At a rollout of the research results Oct. 23, in Lincoln, Neb., retailers and suppliers reviewed the research findings and explored how to adapt those findings to fit their needs. Participants received a detailed manual, which identifies each muscle within the chuck or round, summarizes its characteristics and recommends compatible preparation methods. The participants also visited the University of Nebraska meat science facilities to see first-hand how some muscles, which have a higher potential value, could be isolated and extracted.

"These are new ways to remove muscles from the carcass," says Chris Calkins, University of Nebraska-Lincoln meat scientist and principle researcher in the study. "We want to get the concept of these muscles out there in the market. If the industry can start to adapt the technology we use in the lab, we'll see the higher-value muscles become more readily available."

Any time an individual muscle can be pulled and isolated, it eliminates variation in quality - providing more opportunity to market it for a specific use.

"Our next step is to help lay a path where the industry might go with this effort," says Mr. Gwartney. "End users must prioritize which muscles they want isolated from the chuck and round. And suppliers must figure the feasibility and cost of supplying what the market wants."

A new concept or just different packaging?

By some, the research is viewed as re-inventing the wheel. After all, the beef carcass is no different than it has always been. And the muscles identified are not new discoveries. In fact, other countries already isolate individual muscles and they market cuts of beef that are not typically in the meat case in the United States. Processors note that getting individual muscles out of the carcass is possible but not without additional costs and not without major restructuring of chain speeds and processing facilities.

Still, the research gives processors and retailers a base upon which to evaluate new possibilities for cuts that have always been there. The flat iron is one example. Oregon Country Beef (OCB), a producer-owned, branded beef alliance in the Northwest, has added value to lower value cuts and thus the whole carcass. One muscle in the chuck, commonly called the flat iron, is extremely tender. There is an added cost for the packer to remove the muscle, but OCB is able to market the product for a substantial profit above costs. This one muscle is adding $1 per hundredweight to the value of their carcasses according to Connie Hatfield who organized OCB 15 years ago with her husband, Doc, and fellow Oregon Ranchers.

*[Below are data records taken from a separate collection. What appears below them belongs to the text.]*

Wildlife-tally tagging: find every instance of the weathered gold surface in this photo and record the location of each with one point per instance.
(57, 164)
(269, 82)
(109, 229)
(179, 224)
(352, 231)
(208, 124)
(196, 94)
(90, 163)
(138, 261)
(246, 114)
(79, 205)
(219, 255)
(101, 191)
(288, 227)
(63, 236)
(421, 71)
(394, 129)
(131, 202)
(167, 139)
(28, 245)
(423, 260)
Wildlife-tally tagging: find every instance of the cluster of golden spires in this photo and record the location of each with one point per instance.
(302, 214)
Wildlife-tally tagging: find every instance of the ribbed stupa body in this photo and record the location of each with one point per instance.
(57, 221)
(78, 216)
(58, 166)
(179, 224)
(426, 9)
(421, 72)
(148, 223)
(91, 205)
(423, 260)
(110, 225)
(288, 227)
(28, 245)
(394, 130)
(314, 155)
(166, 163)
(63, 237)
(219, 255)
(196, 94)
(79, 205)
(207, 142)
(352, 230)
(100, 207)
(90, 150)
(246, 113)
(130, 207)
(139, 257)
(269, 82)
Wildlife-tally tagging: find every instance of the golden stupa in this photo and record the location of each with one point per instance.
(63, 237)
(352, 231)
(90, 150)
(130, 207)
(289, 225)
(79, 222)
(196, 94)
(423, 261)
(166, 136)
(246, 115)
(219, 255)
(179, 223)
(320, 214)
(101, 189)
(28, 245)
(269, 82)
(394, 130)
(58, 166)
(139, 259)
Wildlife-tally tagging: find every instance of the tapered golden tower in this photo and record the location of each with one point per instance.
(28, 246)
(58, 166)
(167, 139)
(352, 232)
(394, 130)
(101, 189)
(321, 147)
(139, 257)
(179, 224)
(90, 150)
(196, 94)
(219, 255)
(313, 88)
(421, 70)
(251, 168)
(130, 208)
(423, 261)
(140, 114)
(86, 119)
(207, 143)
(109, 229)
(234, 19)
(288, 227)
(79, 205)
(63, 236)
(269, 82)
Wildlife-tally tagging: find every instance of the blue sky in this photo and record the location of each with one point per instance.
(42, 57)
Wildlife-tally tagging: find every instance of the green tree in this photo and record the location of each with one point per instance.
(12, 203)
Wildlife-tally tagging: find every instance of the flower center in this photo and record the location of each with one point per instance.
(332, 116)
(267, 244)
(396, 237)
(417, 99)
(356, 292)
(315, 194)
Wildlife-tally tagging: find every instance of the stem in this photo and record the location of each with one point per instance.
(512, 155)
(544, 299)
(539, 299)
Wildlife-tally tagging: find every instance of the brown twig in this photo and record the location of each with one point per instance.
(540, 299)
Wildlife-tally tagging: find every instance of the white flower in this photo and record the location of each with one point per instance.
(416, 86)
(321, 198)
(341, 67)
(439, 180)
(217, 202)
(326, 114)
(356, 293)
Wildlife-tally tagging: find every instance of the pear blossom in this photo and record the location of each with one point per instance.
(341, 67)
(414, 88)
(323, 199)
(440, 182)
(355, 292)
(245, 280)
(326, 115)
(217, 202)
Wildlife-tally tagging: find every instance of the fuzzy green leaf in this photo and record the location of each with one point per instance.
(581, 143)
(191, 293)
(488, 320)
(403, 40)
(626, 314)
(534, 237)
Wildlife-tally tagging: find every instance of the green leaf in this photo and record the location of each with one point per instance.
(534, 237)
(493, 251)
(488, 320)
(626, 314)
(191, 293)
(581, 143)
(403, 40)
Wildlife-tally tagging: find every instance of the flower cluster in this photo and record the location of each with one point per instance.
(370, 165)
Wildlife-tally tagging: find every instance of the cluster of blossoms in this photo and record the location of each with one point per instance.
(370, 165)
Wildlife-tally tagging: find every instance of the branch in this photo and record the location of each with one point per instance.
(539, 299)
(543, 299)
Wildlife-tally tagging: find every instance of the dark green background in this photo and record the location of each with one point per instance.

And there are plenty of good reasons to pursue additional methods to increase the value of the chuck and round. The chuck and round have performed poorly for the last decade compared to other parts of the carcass. That's bad news when you considering the chuck and round primals makeup almost two-thirds of the total carcass weight. The good news is that while beef demand had made a 20-year decline, the last two years some positive trends have occurred in the demand for beef and for the chuck and round. Round prices have increased 14 percent since 1998 and chuck prices have improved nearly 22 percent. These improvements in values are all the more substantial because beef production and demand has been on the rise - not simply a result of smaller supplies.

"The price trend on chuck and round meat is very positive and suggests that the industry's effort to improve demand for end meats is beginning to work," says Randy Blach, director of market analysis for Cattle Fax. "Research, new product development, convenience and more consistent product have all played a role in their turnaround."

But increases in value of the chuck and round will have to continue if cattle prices are going to reach new heights over the next few years.

"The long term success of building improved demand for beef will be best measured by tracking the progress on the chuck and round," says Mr. Blach.

With the checkoff-funded muscle-profiling study as a base reference, processors and retailers, aided by beef producers, can better communicate opportunities to maximize the use and value of the underutilized muscles. It's not the answer but rather the launching point for hundreds of new questions and greater dialog between the segments in the beef marketing chain.